One way to think about this is that Pop Mart is ultimately a very good channel like Tencent. Whatever it incubates and sells, its stores will sell them well. Pop Mart stores are the product of Pop Mart, alongside the IPs like Labubu.

However, to say Pop Mart stores is like WeChat is too much a compliment for Pop Mart so far. Network effect that is so strong and unique that WeChat really doesn’t have a competitor.

Stopping disclosure is a sure pressure in near term

Tencent Music $TME will no longer report the operating metrics on a quarterly basis such as Monthly Active Users (MAU) for online music services and Number of Paying Users for online music, starting from next quarter.

The stock dropped 24.65% in a day, with other concerns like more competition from ByteDance’s Soda Music.

It’s almost a sure thing that stopping disclosure on key operating metrics will make stock price under pressure.

A very similar case is Netflix in 2024.

In April 2024, Netflix announced it would stop reporting quarterly membership numbers and Average Revenue per Member (ARM) starting in 2025.

Netflix shares fell ~8% the day after the Q1 2024 report.

Here is the last report on these operating metrics.

 

The company argued that subscriber count is no longer the best indicator of health due to new revenue streams like advertising and “extra member” fees.

Netflix still discusses those in shareholder letters and gives financial guidance, like this for 4q25 earnings.

While $TME gave similar explanations, it didn’t give investors 4 quarters to adapt.

As advertising and other IP related offerings scale, and as we offer multi-tiered membership for online music subscriptions, the business impact of each paid membership varies.

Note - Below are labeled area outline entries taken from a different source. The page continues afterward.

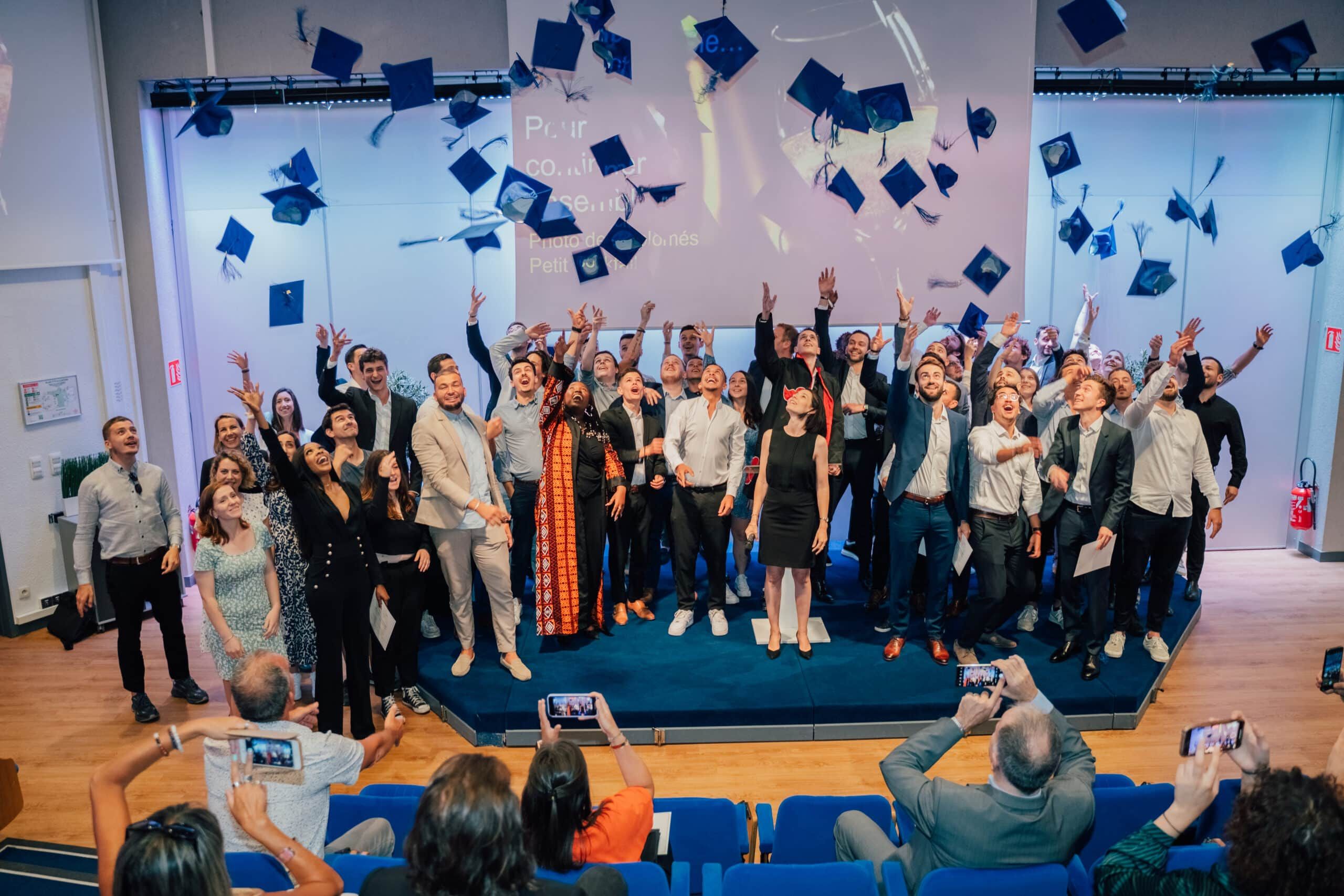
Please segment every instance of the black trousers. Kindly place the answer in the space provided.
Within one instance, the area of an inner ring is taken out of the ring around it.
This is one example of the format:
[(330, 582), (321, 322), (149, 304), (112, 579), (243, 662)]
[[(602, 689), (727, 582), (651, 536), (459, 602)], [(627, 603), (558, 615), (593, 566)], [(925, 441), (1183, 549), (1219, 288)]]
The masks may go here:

As a result, we are increasingly focused on revenue and profit as our primary performance indicators.

Given this evolution, starting from next quarter, we will discontinue the disclosure of certain quarterly operating metrics, including online music MAU, paying users and ARPPU.

We will instead report the number of total paying users across our music services annually, as of year-end.

4q25 TME earnings release

 

Nongfu vs. PopMart

Nongfu is ~25x 2026 P/E with ~13% 2027 EPS growth

PopMart is ~15x 2026 P/E with 27% 2027 EPS growth

Nongfu enjoys almost 4 times PEG vs. PopMart.


PopMart sounds like fashion – however, I see no real competitor in its space.

Nongfu sounds like a staple that can only grow – however, I see more competition here than what investors may assume.

Nio finally looks to make some money, so what?

How much losses has Nio made over the past few years?

Over 80 billion rmb, from 2020 to 2025.

In the worst years, Nio lost over 20 billion rmb per year.

Meanwhile, investors are finally seeing the light at the end of the tunnel – Nio made 0.5bn rmb in operating profit in 4q25, thanks to rising sales of large premium SUVs, which carries higher gross profit margin.

You need to take it with a grain of salt though.

1/ Fourth quarter is usually a good quarter

Indeed, Nio only guided non-gaap breakeven for full-year 2026.

Well, at least it’s not accumulating more losses.

2/ Peers like Li Auto, which was profitable before, made losses again in 3q25 

It’s the nature of auto industry to be cyclical, due to product cycles etc.

3/ Leaders like Tesla is already making money other than selling cars

If selling EVs is such a good business, Tesla should do more, rather than “diversifying” into FSD, energy storage etc.